WordPress.org

Ready to get started?Download WordPress

Forums

iThemes Security (formerly Better WP Security)
[resolved] [Plugin: Better WP Security] Internal Server Error after messing with .htaccess Protection (27 posts)

  1. elimc
    Member
    Posted 2 years ago #

    My site was working great.
    I installed Better WP Security and it still worked.
    Then I decided to check all the options in the .htaccess Protection options area. I clicked save, and upon trying to go anywhere in the site I was left with the following:

    Internal Server Error

    The server encountered an internal error or misconfiguration and was unable to complete your request.

    Please contact the server administrator, webmaster@elimcmakin.com and inform them of the time the error occurred, and anything you might have done that may have caused the error.

    More information about this error may be available in the server error log.

    Additionally, a 500 Internal Server Error error was encountered while trying to use an ErrorDocument to handle the request.

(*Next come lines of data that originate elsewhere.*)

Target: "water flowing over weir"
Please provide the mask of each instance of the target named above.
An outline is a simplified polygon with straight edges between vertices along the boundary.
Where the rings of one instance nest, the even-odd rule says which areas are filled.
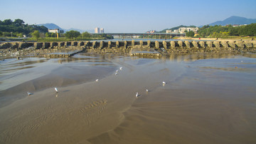
[[[148,48],[154,53],[134,53],[132,49]],[[145,50],[145,49],[144,49]],[[152,51],[153,50],[153,51]],[[87,51],[124,52],[131,56],[161,56],[168,53],[189,52],[255,52],[255,41],[117,41],[65,42],[6,42],[0,43],[0,56],[36,56],[48,58],[69,57]],[[156,52],[157,51],[157,52]]]

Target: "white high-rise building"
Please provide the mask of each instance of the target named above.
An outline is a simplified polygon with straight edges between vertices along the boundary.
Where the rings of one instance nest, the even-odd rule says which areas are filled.
[[[100,34],[100,28],[97,27],[95,29],[95,34]]]
[[[103,28],[100,29],[100,34],[104,34],[104,29]]]

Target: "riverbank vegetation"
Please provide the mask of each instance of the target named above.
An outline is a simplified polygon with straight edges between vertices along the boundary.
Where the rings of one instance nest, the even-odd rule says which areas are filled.
[[[225,26],[207,25],[200,28],[198,34],[199,37],[210,38],[256,36],[256,24],[237,26],[231,25]]]
[[[66,31],[65,34],[49,33],[44,26],[28,25],[21,19],[0,21],[0,37],[4,41],[90,41],[112,38],[106,34],[92,34],[87,31],[80,34],[78,31]]]

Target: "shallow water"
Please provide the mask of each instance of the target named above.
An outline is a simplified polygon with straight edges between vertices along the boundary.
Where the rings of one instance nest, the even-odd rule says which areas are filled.
[[[85,53],[0,67],[1,143],[256,143],[253,53]]]

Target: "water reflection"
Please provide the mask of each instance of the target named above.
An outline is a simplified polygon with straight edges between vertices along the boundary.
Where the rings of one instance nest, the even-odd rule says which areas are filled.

    Even when I just visit my site (not logged in), the message pops up. I will attempt to remove my plugin folder and see what happens. What is strange is that I had nothing like this happen on my localhost, just on the server. I will post my results.

    My host is WPWebHost.

    http://wordpress.org/extend/plugins/better-wp-security/

  2. elimc
    Member
    Posted 2 years ago #

    I deleted the Better WP Security plugin and received the same Internal Server Error. So then I checked the server error logs:

    [30-Dec-2011 22:53:57] PHP Warning: uksort() expects parameter 1 to be array, boolean given in /home/elimcmak/public_html/wp-admin/includes/class-wp-themes-list-table.php on line 48
    [30-Dec-2011 22:53:57] PHP Warning: array_slice() expects parameter 1 to be array, boolean given in /home/elimcmak/public_html/wp-admin/includes/class-wp-themes-list-table.php on line 55
    [30-Dec-2011 22:55:59] WordPress database error Table 'elimcmak_eli.em_BWPS_lockouts' doesn't exist for query SELECT computer_id FROM em_BWPS_lockouts WHERE lockout_date + 3600 > 1325285759 AND computer_id = '24.227.222.62' AND mode = 2 made by activate_plugin, include_once, BWPS->__construct, BWPS->ll_checkLock

    My programming knowledge is a little limited at this point. Some help would be appreciated.

  3. elimc
    Member
    Posted 2 years ago #

    Additional:
    I tried to fix the problem on my own. I thought that if I delete the 3 tables that are related to the Better WP Security plugin, that might magically solve the problem. There was no improvement.

  4. elimc
    Member
    Posted 2 years ago #

    Update:
    So, I completely deleted my DB and everything in public_html and WWW. I still received the 500 Internal Server Error. This made me realize something else was going on. I did some net research and realized that the probably cause was the .htaccess file. This file had a permission of 644 on my site so it could not be seen by my browser. I downloaded it using FileZilla and edited it directly on my machine.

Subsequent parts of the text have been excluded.